IT’S stories like the one about the brain injured man who managed to go home that really make us appreciate the work of the community nursing team.

As Ruth Chard, social care occupational therapist with Northumbria Healthcare Trust, says of hospital patients beset by serious ill health, “we want to give them the hope of going home.

“We had one gentleman who went from hospital to a care home following a brain injury. We were told that such was the effect on him, he needed to go into secure accommodation.

“But we got that man home, back with his dogs, in a rural location, with support – it has been a great success story.”

Ruth, who is part and parcel of the long-term community support team, and short-term services co-ordinator Paul Ellwood agree that it is those ‘wins’ that make their jobs so worthwhile.

Paul said: “We get a lot of good feedback.
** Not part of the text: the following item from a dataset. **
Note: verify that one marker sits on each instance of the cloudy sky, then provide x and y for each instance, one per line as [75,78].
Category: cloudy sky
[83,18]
We get messages from people saying they were sad we had to leave – you build up a relationship with the clients.”

Community matron Sarah Winspear emphasises that it takes a collaborative approach – the partnership working of several different teams and sometimes organisations – to achieve such a success.

Her own team of community nurses work closely with the long and short-term care teams, the GP practices and, indeed, Tynedale Hospice at Home.

“It’s all about collaboration,” she said. “The aim is to try to keep people in their own homes as long as possible and we all play our part in that.”

Sarah’s team of 13 comprises a district nurse and sister, one and the same person responsible for the day to day running of the team, staff nurses and a healthcare assistant.

“The staff nurses deliver the care on a day-to-day basis, but if there’s a complicated hospital discharge I will get involved and draw up an emergency care plan,” she said.

“My role is to deal with the more complex patients – those at risk of being admitted to hospital, which is usually patients with chronic conditions and end of life patients.

“I have extended skills, which means I’m qualified to carry out clinical examinations and I can prescribe, so I have more capacity to keep them at home than the community staff nurses.”

Long term conditions they dealt with included chronic obstructive pulmonary disease, multiple sclerosis, Parkinson’s, rheumatoid and osteoarthritis, head injuries and dementia.

The focus of all three teams, whether it is helping to bring someone out of hospital or to prevent them going in in the first place, is to make that experience as comfortable as possible for the patient.

Paul Ellwood and the rest of the short-term support team get involved at the most fundamental level – ensuring patients can get washed and dressed.

The team begin working with patients at the point of discharged from hospital. “Maybe someone has had a stroke,” he said. “We go to practise washing and dressing with the client, and I would say ‘how did you manage before your stroke?’ and ‘how did you manage with the occupational therapists in hospital?’

“I find out what the client can and can’t do and assess whether they need help or special equipment.

“We are out visiting the client the same day they come home from hospital and we don’t pull out until all their needs have been met and their ongoing care is sorted.”

Ruth picks up the thread here. “With a stroke, for example, it’s about getting a patient back into a routine when their body is different,” she said.

“They will have practised things in hospital with occupational therapists and physiotherapists, but it can be a difficult transition going home.

“We can do a lot to help though, and sometimes just simple changes are required.

“It could be the layout of their house or a room needs to be changed – simply a case of moving furniture – or they might need a walk-in shower installing, or perhaps a ramp to provide wheelchair access to their front door.”

Reducing the risk of falls was imperative, and there again simple remedies, such as fixing down rugs and threshes, were often very effective.

“Falls are the biggest killer really, because of the complications that arise from broken hips and banged heads,” said Ruth.

“Once someone has had a fall, their confidence goes too and anxiety develops about going out.”

All of their jobs are made that bit more challenging by the very rurality of the patch, said Sarah. “Some patients live miles from anywhere urban and that brings its demands.

“Last year, we had a husband who had to drive his wife out on a tractor to us.”

The team did have access to pool cars that were 4x4s though, which had certainly been used by the nurses travelling out to the hinterlands of Bellingham. “They do a lot of walking too,” said Sarah.

“There is always support at the end of the telephone, but you do have to be more resilient and be able to use your initiative in this job.

“You don’t know what you are going to find when you go into somebody’s house.”